Recenzja gry Full Spectrum Warrior, „Click!” nr 11/04, ocena: 4+/6
Full Spectrum Warrior może nie zalicza się do kanonu gier wszech czasów, jednak pozycja ta była wtedy tak oryginalna i innowacyjna, iż warto o niej wspomnieć zamiast o kolejnych, podobnych do siebie sequelach. W roku głośniej bitwy o Faludżę, o której nie przestawano mówić w wiadomościach, wszelkie gry pokazujące działania armii amerykańskiej na Bliskim Wschodzie cieszyły się dużą popularnością. FSW zabierało nas do fikcyjnego kraju Zekistan, gdzie kierując małymi drużynami żołnierzy, likwidowaliśmy terrorystów i siły lokalnego dyktatora.

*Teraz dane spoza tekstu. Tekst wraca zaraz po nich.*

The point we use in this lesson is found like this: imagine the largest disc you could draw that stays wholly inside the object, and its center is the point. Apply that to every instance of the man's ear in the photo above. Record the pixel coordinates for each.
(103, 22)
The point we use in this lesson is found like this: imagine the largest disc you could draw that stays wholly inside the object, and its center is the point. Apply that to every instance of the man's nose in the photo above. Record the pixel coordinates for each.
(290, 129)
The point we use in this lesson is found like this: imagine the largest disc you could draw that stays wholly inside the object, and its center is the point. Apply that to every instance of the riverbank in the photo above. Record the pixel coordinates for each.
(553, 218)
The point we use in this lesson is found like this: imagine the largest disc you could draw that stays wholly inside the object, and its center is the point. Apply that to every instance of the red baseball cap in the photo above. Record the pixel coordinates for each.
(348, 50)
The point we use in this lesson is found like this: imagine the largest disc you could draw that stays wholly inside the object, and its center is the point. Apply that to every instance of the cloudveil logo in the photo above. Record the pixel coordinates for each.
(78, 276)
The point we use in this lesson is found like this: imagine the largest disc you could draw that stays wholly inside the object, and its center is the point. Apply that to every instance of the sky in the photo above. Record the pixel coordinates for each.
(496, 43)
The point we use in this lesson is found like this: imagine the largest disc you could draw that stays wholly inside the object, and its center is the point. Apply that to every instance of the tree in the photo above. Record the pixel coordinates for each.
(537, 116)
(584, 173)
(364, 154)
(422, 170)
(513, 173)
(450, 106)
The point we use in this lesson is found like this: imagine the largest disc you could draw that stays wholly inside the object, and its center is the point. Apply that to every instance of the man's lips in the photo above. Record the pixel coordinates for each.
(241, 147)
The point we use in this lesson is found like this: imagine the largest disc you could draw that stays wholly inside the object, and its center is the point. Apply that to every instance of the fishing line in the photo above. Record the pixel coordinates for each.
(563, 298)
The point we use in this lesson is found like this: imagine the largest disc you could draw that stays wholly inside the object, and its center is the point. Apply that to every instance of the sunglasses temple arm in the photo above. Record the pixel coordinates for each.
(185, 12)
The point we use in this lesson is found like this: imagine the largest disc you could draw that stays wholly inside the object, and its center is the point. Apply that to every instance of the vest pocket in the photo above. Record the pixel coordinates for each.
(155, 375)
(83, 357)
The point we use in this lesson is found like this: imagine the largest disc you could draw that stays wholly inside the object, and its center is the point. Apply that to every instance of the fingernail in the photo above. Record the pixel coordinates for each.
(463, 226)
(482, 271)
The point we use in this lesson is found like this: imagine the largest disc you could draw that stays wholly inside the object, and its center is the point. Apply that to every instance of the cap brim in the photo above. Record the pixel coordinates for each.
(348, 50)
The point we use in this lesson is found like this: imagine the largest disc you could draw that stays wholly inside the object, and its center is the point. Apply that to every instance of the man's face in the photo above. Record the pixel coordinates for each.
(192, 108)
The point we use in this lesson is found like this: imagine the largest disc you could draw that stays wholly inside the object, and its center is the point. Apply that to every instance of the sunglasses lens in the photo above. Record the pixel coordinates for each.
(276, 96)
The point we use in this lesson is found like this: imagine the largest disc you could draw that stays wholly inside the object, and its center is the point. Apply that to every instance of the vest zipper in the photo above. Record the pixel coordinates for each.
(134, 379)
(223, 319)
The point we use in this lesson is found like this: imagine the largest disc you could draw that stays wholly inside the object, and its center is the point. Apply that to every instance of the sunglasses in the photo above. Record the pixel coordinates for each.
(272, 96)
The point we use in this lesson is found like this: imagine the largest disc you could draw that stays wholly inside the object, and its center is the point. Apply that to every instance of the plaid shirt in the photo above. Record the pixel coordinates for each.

FSW było niezwykle oryginalne. Łączyło elementy strategii czasu rzeczywistego z intensywnością i widokami gry akcji TPP. Przypisuje się mu nawet własny podgatunek RTS-a nazwany RTT – Real-Time Tactics (taktyki czasu rzeczywistego). Powstało jako oficjalny projekt zlecony przez armię amerykańską, by stworzyć narzędzie treningowe na bazie gry wideo, biorąc pod uwagę fakt, że większość przyszłych żołnierzy będzie już wychowana na tej formie rozrywki.
Co ciekawe, wersja dla US Army znajdowała się na dysku z grą, a do jej odblokowania wystarczyło wpisanie kodu. Po dokonaniu tego do dyspozycji mieliśmy sześć nowych misji. Grafika była gorsza, płynność słaba, udźwiękowienie o wiele uboższe, ale za to realizm starć o wiele większy. Żołnierze kryjący się za osłonami mogli zginąć, balistyka granatów M203 odpowiadała rzeczywistości, można było też regulować wiatr czy skuteczność poszczególnych wojaków w boju oraz liczbę przeciwników.
Full Spectrum Warrior zdobył bardzo dobre opinie i oceny. Okrzyknięto go najbardziej oryginalną grą roku i najlepszym symulatorem roku. Do dziś uchodzi za najbardziej realistyczne przedstawienie współczesnej wojny w terenie miejskim.